Looking for inspiration? Read Rav Samson Raphael Hirsch. This is my general rule of thumb, which is why I was thrilled when the ninth (and presumably last) volume of the Collected Writings of Rabbi Samson Raphael Hirsch (Feldheim Publishers) came out a few weeks ago.
The two speeches that I had been told would appear in this new volume – one celebrating the 100th birthday of the German poet Friedrich Schiller and another glorifying the ideals of the French Revolution – did not disappoint. Indeed, they only reinforced my belief that Rav Hirsch is truly unique among the pantheon of rabbinic greats.
One of the themes in Rav Hirsch’s writings that has always struck me is his universalism – mainly because it runs so counter to the prevailing parochialism in many contemporary Orthodox communities. Take, for example, the recent open letter signed by a number of prominent rabbis in advance of the Internet Asifa. In it, they declare that the world revolves around the Jews and therefore theorize that the Internet only entered world history to test the Jewish people’s moral character. What about the rest of the world? Are these rabbis really suggesting that an Internet that affects billions of lives only appeared on planet earth as a moral test for one million Orthodox Jews? Apparently they are.

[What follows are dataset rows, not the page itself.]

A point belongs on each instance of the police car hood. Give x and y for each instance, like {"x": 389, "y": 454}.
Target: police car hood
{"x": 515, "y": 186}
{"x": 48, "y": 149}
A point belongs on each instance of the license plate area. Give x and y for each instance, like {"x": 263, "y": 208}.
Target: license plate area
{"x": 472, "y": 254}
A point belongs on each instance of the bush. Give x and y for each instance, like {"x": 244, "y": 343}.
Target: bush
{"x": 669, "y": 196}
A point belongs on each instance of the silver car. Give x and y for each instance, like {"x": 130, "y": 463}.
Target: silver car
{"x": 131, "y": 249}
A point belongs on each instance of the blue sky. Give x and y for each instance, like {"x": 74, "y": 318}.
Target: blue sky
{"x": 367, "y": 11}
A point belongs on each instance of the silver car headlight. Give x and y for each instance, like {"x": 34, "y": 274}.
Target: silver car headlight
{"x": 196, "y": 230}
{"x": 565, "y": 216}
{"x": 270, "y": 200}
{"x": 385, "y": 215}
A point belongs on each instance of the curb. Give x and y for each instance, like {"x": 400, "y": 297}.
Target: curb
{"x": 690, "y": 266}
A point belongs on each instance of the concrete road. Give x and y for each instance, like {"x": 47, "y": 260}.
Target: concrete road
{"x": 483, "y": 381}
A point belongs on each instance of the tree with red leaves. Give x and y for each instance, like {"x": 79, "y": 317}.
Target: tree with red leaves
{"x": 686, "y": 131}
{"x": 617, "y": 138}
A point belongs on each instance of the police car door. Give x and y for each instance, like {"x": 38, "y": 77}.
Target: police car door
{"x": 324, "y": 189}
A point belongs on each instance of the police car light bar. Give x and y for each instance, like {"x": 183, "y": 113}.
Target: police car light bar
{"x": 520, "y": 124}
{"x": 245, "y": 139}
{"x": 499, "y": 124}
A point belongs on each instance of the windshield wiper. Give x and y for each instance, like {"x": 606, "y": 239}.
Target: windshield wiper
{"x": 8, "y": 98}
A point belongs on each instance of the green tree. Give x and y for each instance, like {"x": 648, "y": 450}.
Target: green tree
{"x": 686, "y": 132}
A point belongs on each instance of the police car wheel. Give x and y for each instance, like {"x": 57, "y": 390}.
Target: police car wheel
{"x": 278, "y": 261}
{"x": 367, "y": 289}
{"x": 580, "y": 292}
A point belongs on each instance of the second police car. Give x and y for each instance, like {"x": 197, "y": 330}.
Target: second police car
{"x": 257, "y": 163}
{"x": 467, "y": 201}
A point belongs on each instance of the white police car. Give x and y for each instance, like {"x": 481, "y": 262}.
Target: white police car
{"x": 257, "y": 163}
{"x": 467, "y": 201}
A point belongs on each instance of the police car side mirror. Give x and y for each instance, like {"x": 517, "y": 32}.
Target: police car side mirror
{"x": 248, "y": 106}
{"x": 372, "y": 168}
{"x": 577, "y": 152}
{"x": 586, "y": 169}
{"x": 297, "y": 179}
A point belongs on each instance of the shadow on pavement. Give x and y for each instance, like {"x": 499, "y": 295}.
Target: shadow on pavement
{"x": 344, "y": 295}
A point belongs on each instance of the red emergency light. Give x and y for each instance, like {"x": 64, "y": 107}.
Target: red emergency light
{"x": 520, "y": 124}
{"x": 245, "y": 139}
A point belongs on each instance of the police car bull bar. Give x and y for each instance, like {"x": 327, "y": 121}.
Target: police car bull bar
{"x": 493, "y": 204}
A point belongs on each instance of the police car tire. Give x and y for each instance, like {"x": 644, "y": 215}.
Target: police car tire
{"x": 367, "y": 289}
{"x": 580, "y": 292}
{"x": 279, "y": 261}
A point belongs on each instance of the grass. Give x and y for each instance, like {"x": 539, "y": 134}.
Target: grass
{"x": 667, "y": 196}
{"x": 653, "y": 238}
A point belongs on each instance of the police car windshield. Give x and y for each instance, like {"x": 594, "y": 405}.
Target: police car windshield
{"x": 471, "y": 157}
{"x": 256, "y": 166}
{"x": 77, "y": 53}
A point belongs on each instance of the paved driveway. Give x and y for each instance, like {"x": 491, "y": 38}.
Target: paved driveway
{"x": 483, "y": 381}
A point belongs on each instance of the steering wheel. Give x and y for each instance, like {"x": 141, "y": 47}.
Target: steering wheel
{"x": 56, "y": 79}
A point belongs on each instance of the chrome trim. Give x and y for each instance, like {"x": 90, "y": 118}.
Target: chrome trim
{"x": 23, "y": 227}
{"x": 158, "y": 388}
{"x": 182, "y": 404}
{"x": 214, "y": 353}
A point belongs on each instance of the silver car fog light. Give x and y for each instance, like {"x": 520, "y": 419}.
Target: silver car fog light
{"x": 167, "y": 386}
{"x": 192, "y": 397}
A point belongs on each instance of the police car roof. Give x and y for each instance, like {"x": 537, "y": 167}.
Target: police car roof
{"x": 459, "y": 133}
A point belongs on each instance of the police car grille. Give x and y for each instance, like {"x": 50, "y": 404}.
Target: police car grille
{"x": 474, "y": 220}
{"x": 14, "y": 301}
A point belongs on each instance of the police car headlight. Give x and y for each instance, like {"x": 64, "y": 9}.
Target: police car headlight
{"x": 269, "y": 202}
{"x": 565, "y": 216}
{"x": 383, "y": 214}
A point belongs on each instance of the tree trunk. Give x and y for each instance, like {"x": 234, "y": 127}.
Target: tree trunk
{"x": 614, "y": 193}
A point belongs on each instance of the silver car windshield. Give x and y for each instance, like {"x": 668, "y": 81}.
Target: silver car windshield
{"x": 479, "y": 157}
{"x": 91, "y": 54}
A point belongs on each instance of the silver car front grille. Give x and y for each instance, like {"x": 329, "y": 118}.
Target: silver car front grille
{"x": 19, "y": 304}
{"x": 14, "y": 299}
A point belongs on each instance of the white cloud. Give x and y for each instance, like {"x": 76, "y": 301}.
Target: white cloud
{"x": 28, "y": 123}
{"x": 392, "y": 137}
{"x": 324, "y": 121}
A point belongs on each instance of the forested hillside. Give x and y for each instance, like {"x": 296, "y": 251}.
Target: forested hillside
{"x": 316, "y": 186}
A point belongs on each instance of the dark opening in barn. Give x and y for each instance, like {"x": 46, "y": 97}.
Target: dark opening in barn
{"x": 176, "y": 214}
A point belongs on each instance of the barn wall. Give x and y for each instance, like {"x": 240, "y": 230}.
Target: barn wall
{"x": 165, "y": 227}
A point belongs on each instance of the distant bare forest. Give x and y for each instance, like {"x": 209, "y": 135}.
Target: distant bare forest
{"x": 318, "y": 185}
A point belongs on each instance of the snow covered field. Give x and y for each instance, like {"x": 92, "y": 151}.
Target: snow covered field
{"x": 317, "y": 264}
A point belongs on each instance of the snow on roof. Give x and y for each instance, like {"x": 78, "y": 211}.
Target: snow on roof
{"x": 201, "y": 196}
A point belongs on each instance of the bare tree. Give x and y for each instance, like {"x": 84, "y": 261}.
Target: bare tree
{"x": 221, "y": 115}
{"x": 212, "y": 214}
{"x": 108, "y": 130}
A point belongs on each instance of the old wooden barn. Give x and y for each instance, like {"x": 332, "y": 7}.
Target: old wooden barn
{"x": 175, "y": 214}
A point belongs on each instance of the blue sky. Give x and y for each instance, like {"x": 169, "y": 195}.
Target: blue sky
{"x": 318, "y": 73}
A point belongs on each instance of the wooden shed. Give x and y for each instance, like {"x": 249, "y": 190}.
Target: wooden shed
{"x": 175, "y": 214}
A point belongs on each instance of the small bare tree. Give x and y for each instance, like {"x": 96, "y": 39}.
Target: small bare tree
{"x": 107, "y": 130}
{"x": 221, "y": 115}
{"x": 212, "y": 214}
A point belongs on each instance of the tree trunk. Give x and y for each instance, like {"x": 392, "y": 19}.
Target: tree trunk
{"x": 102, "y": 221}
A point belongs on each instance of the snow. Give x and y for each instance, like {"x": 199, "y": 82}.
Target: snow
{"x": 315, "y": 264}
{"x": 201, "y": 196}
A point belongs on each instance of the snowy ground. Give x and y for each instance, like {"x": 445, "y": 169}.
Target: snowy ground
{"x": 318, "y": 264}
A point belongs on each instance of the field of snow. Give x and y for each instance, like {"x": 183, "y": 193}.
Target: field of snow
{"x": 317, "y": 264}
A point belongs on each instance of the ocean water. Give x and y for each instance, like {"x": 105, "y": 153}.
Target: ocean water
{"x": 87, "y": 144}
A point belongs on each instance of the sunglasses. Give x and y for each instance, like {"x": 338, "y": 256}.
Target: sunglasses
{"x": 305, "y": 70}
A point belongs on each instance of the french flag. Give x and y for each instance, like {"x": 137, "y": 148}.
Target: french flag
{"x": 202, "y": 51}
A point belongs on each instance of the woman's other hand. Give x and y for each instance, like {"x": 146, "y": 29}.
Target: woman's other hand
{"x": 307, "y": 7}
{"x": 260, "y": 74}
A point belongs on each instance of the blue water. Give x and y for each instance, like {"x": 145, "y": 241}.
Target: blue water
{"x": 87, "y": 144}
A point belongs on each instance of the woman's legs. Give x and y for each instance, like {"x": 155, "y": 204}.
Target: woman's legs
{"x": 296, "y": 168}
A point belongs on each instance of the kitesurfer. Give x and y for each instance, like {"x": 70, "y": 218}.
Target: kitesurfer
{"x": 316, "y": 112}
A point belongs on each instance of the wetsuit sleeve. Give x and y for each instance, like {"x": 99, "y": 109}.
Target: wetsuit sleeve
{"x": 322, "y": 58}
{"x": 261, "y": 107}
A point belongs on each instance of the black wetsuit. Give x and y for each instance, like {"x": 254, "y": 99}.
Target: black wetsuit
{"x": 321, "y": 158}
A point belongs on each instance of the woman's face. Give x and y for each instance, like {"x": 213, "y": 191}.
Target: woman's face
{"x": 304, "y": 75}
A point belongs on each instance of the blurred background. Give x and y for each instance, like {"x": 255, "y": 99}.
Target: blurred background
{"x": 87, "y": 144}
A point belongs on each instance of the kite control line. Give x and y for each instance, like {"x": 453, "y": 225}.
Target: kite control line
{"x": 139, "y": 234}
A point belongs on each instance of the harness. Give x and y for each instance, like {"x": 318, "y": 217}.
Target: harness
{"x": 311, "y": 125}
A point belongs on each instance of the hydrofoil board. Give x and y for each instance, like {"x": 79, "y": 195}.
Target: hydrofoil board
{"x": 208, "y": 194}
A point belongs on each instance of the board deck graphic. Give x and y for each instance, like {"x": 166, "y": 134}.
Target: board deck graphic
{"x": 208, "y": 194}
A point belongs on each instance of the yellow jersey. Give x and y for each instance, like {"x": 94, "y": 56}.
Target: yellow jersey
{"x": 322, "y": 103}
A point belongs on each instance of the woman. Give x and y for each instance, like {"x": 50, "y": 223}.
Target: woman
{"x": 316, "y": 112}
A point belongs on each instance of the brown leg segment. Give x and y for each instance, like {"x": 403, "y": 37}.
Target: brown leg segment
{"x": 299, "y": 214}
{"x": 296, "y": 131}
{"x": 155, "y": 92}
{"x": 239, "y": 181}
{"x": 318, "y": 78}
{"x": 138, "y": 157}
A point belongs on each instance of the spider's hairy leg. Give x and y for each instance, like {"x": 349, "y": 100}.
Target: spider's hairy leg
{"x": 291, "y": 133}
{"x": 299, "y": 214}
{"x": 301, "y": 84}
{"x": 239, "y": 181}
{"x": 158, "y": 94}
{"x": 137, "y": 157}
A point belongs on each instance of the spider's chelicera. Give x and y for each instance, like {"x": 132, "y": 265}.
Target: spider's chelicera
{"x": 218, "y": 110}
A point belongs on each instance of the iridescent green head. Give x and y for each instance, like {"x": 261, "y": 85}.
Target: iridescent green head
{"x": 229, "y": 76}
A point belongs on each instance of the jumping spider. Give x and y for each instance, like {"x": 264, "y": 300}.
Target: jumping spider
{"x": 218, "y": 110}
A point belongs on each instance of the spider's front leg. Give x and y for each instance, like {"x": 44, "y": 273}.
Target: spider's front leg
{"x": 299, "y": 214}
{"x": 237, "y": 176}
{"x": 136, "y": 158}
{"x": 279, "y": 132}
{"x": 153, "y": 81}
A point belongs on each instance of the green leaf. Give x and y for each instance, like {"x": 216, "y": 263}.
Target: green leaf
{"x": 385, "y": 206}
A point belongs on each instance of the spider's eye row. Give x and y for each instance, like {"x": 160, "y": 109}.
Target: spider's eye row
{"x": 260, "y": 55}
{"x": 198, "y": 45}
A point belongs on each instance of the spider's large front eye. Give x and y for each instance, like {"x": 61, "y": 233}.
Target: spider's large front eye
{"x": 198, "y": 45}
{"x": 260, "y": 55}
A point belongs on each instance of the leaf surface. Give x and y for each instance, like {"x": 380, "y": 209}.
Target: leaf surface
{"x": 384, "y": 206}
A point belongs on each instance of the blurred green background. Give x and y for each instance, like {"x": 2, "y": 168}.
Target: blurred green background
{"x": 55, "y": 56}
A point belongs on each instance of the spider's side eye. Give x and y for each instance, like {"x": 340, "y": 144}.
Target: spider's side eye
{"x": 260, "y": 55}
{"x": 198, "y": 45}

Rav Hirsch’s writings could not stand in greater contrast to this sentiment. “The God of Jewish Teaching is the universal God,” writes Rav Hirsch in an essay in this new volume. God’s covenant with our forefathers was “only for the benefit of all of mankind” (emphases in original). In The Nineteen Letters Rav Hirsch even argues that the “universal acceptance of the brotherhood of mankind [is the Jewish people’s] ultimate goal.”
Rav Hirsch’s ode to Friedrich Schiller is filled with the same universalistic spirit. “[E]nlightenment and…moral civilization,” he says, “are intended to be the heritage of all to whom God has given breath on earth. It is the seedling of this heritage that God has planted into the hearts of mortals, and the purpose of Judaism is to be the sunshine that will cause these seedlings to ripen.”
Rav Hirsch lauds Schiller, a “sublime flower enveloped in an earthly husk,” since his poetry contained ideas that “are now increasingly germinating in mankind’s breast, where they will eventually complete the enlightenment and ennoblement of all humanity.” According to Rav Hirsch,
anyone who emerges in the midst of mankind as a herald who knows how to employ the gift of poetry to inspire the human mind with enthusiasm for all that is pure and true and godly, anyone who knows how to make man proud to be human and to enable him to recognize his God in every breath of his existence, anyone who can snatch man from the dust to have him stand upright in all his dignity and nobility, is, in the view of Judaism, a messenger of God on earth….
I quote Rav Hirsch at such length not only because his rhetoric is so beautiful, but because the universalist strain running through these sentences is truly remarkable. Would that contemporary Orthodox Jews thought of non-Jews in such lofty terms!
Rav Hirsch’s glorification of liberty in another speech appearing in this new volume – delivered on the 50th anniversary of the Battle of Leipzig – is no less amazing. Many contemporary Orthodox Jews speak fondly of the “good-old days” in Europe when Jews lived in shtetls and ghettos, shielded from the allures of the outside world. They believe freedom’s advance in Europe destroyed an idyllic ideal. They essentially share the perspective of the Baal HaTanya who prayed in 1812 that Czar Alexander I defeat Napoleon, fearing the freedom and concomitant spiritual dangers that a French victory would bring.
Once again, Rav Hirsch could not stand in greater contrast. To be sure, Rav Hirsch was not blind to freedom’s hazards and writes in The Nineteen Letters that he cannot welcome freedom if the abandonment of Judaism is its price.
Nonetheless, freedom, qua freedom, is an unmitigated blessing in Rav Hirsch’s view – “a triumph of Divine justice” – and the French Revolution, which unleashed liberty on Europe, “was one of those moments when God visibly entered history” (emphasis in original). In that year, 1789, “with a light that the world had not previously seen, and with a victorious power hitherto never experienced, the sense of justice triumphantly entered into the minds of men.”